It sounds like my approach or yours are more feasible than a conda-force package.

Thank you everyone for the discussion.

xylar avatar Feb 16 '22 23:02 xylar

@xylar either way, adding a license is a trivial step, would CC BY-SA 4.0 cause you any issues in conda-forge land?

durack1 avatar Feb 16 '22 23:02 durack1

@durack1, CC BY-SA 4.0 should work just fine. I was able to find several existing packages with that license.

xylar avatar Feb 16 '22 23:02 xylar

@xylar, just a thought, but I use a python class for something similar; cartopy.io.Downloader

@durack1, it wouldn't be too hard to write an api to retrieve tables and CVs with something like this downloader class.
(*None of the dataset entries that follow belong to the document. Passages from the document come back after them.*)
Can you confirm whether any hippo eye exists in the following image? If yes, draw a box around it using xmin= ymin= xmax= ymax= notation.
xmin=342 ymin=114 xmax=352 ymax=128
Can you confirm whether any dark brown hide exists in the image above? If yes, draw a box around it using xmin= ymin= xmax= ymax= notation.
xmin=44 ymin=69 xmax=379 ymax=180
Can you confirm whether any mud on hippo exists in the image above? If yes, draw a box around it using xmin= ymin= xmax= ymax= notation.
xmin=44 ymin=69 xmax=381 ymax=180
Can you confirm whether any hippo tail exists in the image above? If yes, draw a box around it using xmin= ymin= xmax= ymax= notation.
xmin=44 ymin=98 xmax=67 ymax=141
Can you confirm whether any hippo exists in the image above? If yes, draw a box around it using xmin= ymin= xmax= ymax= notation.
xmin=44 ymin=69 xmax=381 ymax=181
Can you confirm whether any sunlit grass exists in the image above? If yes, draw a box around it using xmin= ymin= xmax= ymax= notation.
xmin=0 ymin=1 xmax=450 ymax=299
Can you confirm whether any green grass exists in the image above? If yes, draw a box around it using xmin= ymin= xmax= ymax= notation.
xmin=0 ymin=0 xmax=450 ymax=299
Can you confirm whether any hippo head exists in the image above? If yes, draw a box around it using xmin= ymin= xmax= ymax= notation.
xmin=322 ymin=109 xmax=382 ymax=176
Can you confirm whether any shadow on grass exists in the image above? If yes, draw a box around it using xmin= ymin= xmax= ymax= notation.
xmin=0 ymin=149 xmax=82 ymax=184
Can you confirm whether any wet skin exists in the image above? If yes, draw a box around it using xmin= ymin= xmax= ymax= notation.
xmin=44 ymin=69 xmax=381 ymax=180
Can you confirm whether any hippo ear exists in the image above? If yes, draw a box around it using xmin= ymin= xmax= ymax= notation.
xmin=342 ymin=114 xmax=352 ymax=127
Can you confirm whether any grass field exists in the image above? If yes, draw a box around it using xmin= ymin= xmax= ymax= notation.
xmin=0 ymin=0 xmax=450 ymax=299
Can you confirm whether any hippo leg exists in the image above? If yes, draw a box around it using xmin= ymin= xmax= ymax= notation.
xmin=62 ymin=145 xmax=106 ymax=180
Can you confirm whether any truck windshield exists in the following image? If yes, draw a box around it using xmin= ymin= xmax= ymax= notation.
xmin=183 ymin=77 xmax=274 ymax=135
That would be something that could go to conda, and a simple function call like cmor_tables_location(table_version='01.00.33', cv_version='latest', destination='<somewhere>') would be able to provide access to any version of the tables.

matthew-mizielinski avatar Feb 17 '22 10:02 matthew-mizielinski

@matthew-mizielinski, so I've given the downloader some thought. I think what would work well for our software (e3sm_to_cmip) is to have the conda package for most files cmip6-cmor-tables. This is preferable to a downloader in that all we have to do is make a specific version (or a constrained version) of the package a dependency of our software and the downloading happens automatically without any extra steps. But a simple download command for cmip6-cmor-tables/Tables/CMIP6_CV.json at the beginning of our process is a really good idea, so we don't rely on the (potentially outdated) version from the packag. Since that's a single file, it wouldn't require anything fancy like its own downloader, we could just use requests.

xylar avatar Feb 19 '22 02:02 xylar